# Getting the Data
- [Create Reddit Instance](#Creating-a-read-only-Reddit-Instance-with-PRAW)
- [Scraping r/WritingPrompts](#Scraping-r/WritingPrompts-with-PRAW)
- [Scraping r/ShowerThoughts](#Scraping-r/ShowerThoughts-with-PRAW)
- [Create a Combined Dataframe](#Combining-the-two-dataframes-into-a-single-dataframe)

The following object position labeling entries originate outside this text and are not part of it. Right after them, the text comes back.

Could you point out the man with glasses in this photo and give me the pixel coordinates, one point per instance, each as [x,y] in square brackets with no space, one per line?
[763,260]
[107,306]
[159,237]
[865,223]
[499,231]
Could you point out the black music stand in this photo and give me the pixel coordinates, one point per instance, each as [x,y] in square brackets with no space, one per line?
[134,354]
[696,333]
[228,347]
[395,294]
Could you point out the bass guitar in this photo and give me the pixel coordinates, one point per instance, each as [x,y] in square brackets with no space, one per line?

## Creating a read only Reddit Instance with PRAW

In [2]:
import pandas as pd
import praw

In [3]:
reddit = praw.Reddit(client_id='5pWFYyztFmLjMA',
                     client_secret='KSgTw2thW4D1p74t2pOYIKYa5AQ',
                     user_agent='bill')

In [2]:
import pandas as pd
import praw

In [3]:
reddit = praw.Reddit(client_id='ENTER CLIENT ID HERE',
                     client_secret='ENTER CLIENT SECRET HERE',
                     user_agent='ENTER ANYTHING HERE')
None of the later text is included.